Batteries of newspaper boxes are a familiar sight at the corners of big-city intersections.

Now Sun Media group apparently has been warned to spruce up the beat-up boxes that dispense its 24 Hours giveaway paper in Toronto. And not by the city.

According to blogTO, the founder of a group called the 24 Hour Box Guerrilla Art Makeover Project issued the ultimatum a couple of weeks ago, Aug. 24 to be exact. Rolyn Chambers said Sun Media had 24 days to remove the boxes or clean them up. If not, it's open season on them.

"Artists can paint them, stencil them, graffiti art them," Chambers explains.

He says boxes can be covered in plaster and turned into creatures, "decoupage'd, papier maché'd, covered in fake flowers, cereal, buttons, fake gems, or perhaps fun fur . . .

"The goal is to make the box better not worse.
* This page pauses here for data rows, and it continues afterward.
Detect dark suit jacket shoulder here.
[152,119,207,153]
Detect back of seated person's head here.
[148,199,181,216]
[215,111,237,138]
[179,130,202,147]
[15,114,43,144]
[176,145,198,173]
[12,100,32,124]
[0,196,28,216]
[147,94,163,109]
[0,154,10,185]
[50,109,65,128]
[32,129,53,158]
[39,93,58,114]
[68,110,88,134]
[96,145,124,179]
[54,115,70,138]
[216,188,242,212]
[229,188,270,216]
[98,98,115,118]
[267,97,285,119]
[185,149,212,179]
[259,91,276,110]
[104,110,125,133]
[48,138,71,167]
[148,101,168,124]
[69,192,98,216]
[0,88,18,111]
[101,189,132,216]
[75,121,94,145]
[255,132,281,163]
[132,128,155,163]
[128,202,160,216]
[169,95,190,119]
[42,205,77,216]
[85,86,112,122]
The project's website calls the boxes eyesores.

"Their once bright orange exteriors are now covered with street grime, graffiti, stickers and posters. This is more than a sign that Sun Media who owns these boxes does not care about its image but it is company that has little regard for the communities that they place them in. And we, the citizens of Toronto, are letting this happen."

So far, Sun Media hasn't reacted and blogTO poster Derek Flack wonders if the company even knows about the threat. And once it does, what will it do?

"Will Sun Media sit by as artists "improve" the boxes, or will it comply with the request? Or will the guerrilla artists ultimately be nabbed for their vandalistic good intentions? Place your bets."